Michael Saylor has been continuously increasing his Bitcoin holdings through his company's unlimited buying strategy, and currently holds over 720,000 coins at an average cost of approximately $76,000. He has repeatedly stated publicly, "We are in a phase similar to Apple's early 'valley of despair,' and Bitcoin, as a digital asset and digital credit, will outperform traditional assets."

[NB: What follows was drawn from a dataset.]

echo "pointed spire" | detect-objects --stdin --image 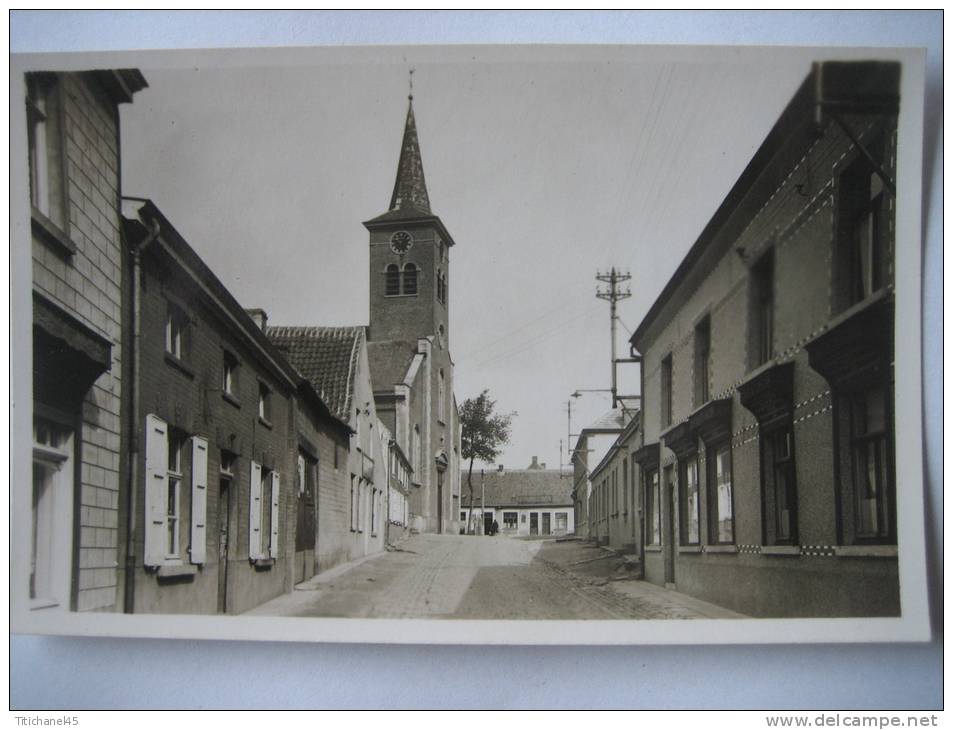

In an early February 2026 outlook report, ARK Invest founder Cathie Wood pointed out that the Bitcoin downtrend cycle may be nearing its end. "The key to diversifying asset allocation is introducing new assets with low correlation to existing assets, and Bitcoin fits this bill perfectly. The addition of low-correlation assets can improve risk-adjusted returns in the long run. Therefore, Wood believes that institutions are indeed taking cryptocurrencies seriously. Previously, they may have hesitated because of the 'four-year cycle' narrative. Regardless of whether a four-year cycle exists, the market has indeed experienced a significant decline and is currently approaching what many technical analysts consider a potential low. Near the bottom, the market typically experiences sharp fluctuations. In hindsight, people often say, 'If only I had bought at that low. The V-shaped rebound has been quite significant.' Of course, this is not a promise of any kind, but it seems that several factors are gradually aligning."
In an interview with CNBC, Tom Lee, chairman of Ethereum treasury BitMine, said, "Nobody wants to see the US get involved in a conflict. But it must be pointed out that the market has performed much more strongly than expected. I don't think anyone can say we've bottomed out yet, but it looks like we're building a bottom—bad news is coming in, but the market is digesting it and remaining stable. More importantly, I think positions have been significantly rebalanced. If we look back to April last year, a simple signal was the VIX rising above 40. It reached 80 last year, but it may not reach that high this time. Another signal is: another piece of panic news, gold continues to fall, but the stock market turns positive that day, which indicates that the market has cleared out. I think we are approaching that stage."
Tom Lee believes March was a bottoming-out period. The decline in software, Mag7, and crypto assets is about 90% complete. They are outperforming the market, a sign of leadership. Even with global trade disruptions, you still need AI, and you still need Mag7. These companies' fundamentals remain strong. Investors need to be patient and cautious, holding some cash. But I think opportunities are emerging.